Interview: Claude Vaney

Claude Vaney ist Oberarzt am Zentrum für Medizinische und Neurologische Rehabilitation an der Berner Klinik in Montana, Crans-Montana, in der Schweiz

F: Was halten Sie im Allgemeinen von dem Einsatz der Alternativmedizin bei Menschen mit MS?

Es ist ja allgemein bekannt, dass über die Hälfte aller Menschen, die an einer chronischen Erkrankung wie z. B. MS leiden, sich nach alternativen Behandlungsmöglichkeiten umschauen, wenn die Optionen der Schulmedizin ausgeschöpft wurden. Ich gehe also davon aus, dass viele meiner Patienten ebenfalls alternative Behandlungsmöglichkeiten in Erwägung ziehen. Als der behandelnde Arzt
möchte ich natürlich wissen, wenn sie alternative Behandlungsmethoden einsetzen und ich ermutige sie dazu, darüber zu sprechen. Der Einsatz von Alternativmedizin kann auch als ein gangbarer Weg für den Patienten gesehen werden, die Verantwortung für seine Erkrankung anzunehmen und die Aufgabe des Arztes ist es, ihn zu beraten, damit er sich nicht selbst schadet.

F: Konfrontieren Menschen mit MS Sie häufig mit Fragen über die Alternativmedizin? Und stellen sie Ihnen Fragen, bevor sie die alternative Behandlung aufnehmen oder erst danach?

Wenn man sich gegenseitig respektiert und vertraut, dann bedeutet das, dass im Rahmen der daraus resultierenden guten Kommunikation alle Fragen über Alternativmedizin offen angesprochen werden. Das muss natürlich nicht immer so sein. Manchmal geschieht es erst, wenn ich eine alternative Behandlungsmethode wie zum Beispiel Akupunktur oder Kräuter vorschlage, dass der Patient mir erzählt, dass er (oder sie) diese bereits ausprobiert hat. Oder es passiert auch, dass der/die PatientIn die alternative Behandlungsmethode ausprobiert hat, sie nicht so erfolgreich war, wie er/sie sich das gewünscht hat und er/sie mich jetzt um Rat bittet.

F: Wie gehen Sie das Thema Alternativmedizin bei Ihren Gesprächen mit den Patienten an?

Wenn wir eine Anamnese machen, dann sollte der Einsatz von alternativen Behandlungsmethoden in systematischer Art und Weise angegangen werden – genau wie bei den Fragen über Medikamente, Allergien und neue Symptome. Ich trage routinemäßig während der Arztbesuche auf dem Krankenblatt meiner Patienten ein, ob sie Alternativmedizin einsetzen.

F: Bemühen sich die Patienten darum, die Tatsache, dass sie alternative Behandlungsmethoden einsetzen, vor Ihnen oder anderem Fachpersonal zu verheimlichen?

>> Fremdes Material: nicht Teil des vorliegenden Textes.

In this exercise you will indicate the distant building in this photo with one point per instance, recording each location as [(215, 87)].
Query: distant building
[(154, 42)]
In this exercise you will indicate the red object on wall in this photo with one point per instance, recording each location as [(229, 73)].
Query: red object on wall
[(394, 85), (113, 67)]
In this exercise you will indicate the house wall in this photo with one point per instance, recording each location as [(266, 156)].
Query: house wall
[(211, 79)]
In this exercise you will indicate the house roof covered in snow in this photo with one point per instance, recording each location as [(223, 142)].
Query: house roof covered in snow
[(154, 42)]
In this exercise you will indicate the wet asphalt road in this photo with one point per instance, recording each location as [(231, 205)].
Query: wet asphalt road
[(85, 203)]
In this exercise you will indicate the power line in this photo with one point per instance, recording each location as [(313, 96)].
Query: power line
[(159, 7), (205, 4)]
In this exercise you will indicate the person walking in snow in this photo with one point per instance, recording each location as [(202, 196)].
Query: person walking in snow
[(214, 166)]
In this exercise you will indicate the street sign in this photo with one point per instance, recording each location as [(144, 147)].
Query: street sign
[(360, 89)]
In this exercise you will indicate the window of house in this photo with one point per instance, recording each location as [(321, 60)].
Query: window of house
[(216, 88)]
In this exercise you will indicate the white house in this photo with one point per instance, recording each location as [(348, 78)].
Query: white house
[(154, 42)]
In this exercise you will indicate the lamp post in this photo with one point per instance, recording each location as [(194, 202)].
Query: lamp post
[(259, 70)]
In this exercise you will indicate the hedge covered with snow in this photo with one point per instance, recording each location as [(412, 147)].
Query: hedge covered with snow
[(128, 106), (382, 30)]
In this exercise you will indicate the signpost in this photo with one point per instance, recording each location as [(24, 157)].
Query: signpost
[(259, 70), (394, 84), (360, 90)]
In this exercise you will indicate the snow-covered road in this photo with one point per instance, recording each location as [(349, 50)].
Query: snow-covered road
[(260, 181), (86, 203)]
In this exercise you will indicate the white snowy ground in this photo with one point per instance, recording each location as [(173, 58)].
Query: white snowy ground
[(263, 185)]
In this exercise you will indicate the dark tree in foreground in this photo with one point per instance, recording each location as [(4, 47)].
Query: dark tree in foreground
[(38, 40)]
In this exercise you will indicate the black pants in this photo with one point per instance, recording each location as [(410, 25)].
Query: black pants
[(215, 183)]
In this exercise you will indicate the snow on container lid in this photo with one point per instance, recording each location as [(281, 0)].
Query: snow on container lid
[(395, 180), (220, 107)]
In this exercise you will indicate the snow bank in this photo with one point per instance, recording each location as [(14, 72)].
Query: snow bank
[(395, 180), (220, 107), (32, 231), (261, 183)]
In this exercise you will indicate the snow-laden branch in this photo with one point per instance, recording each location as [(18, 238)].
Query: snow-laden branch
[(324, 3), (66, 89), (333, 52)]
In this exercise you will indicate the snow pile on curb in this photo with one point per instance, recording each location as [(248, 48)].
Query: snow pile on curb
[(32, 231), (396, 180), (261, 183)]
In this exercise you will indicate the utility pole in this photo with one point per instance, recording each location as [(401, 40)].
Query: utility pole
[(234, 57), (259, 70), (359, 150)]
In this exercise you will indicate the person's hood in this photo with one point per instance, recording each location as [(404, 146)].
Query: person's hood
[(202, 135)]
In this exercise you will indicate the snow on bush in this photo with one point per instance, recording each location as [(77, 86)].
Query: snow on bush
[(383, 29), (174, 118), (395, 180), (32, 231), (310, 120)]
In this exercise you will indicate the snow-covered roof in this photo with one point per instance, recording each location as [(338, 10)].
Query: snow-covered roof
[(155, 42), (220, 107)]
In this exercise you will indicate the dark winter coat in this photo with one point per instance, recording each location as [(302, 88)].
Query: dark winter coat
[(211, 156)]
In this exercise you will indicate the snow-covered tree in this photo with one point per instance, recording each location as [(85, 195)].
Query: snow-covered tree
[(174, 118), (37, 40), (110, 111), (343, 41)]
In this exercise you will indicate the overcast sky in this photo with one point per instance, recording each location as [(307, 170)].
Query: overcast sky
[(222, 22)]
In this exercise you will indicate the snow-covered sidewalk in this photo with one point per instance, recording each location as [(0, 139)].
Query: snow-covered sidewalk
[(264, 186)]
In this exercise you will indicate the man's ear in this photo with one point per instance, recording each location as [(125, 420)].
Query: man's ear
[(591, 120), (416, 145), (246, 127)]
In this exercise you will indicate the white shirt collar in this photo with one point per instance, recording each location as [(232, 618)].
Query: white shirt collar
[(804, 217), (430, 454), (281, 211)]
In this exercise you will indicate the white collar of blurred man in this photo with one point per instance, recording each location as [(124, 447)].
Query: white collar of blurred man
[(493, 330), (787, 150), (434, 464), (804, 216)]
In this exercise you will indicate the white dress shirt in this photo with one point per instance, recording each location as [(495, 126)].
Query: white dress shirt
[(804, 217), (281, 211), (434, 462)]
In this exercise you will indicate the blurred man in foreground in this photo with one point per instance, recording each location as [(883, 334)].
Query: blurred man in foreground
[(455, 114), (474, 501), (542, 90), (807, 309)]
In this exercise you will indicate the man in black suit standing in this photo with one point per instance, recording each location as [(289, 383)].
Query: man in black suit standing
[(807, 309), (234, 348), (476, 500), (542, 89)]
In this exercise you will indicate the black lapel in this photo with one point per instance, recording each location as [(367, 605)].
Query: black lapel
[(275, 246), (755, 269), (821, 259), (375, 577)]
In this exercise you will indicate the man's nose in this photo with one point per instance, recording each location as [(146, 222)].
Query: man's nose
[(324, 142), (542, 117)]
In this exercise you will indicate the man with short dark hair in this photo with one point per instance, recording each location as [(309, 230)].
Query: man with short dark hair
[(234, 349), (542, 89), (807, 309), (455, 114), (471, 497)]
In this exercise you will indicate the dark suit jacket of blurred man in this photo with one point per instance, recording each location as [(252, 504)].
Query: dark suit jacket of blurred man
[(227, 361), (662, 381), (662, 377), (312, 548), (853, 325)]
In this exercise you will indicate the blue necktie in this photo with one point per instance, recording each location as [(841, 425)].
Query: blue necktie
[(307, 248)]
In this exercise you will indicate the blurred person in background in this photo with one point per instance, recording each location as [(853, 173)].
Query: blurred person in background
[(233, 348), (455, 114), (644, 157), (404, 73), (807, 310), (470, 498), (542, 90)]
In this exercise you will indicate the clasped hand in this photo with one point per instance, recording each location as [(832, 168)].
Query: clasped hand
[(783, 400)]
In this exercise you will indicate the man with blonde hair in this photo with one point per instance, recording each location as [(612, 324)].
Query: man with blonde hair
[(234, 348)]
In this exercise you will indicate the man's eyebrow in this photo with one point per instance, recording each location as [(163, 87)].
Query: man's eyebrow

Interessanterweise haben viele meiner Patienten erzählt, dass sie mit ihrem Hausarzt nicht über alternative Behandlungsformen sprechen, da sie fürchten, dass er nicht damit einverstanden wäre.

F: Haben Sie das Gefühl, dass Menschen mit MS gut über Alternativmedizin informiert sind?

Das Internet hat es leichter gemacht, Informationen über Alternativmedizin zu erhalten. Einige Patienten besitzen sehr detaillierte Informationen. Gewöhnlich wissen sie mehr als wir. Wir Ärzte sollten uns, was dieses Thema angeht, unbedingt auf dem Laufenden halten, damit wir unseren Patienten die richtigen Empfehlungen geben können.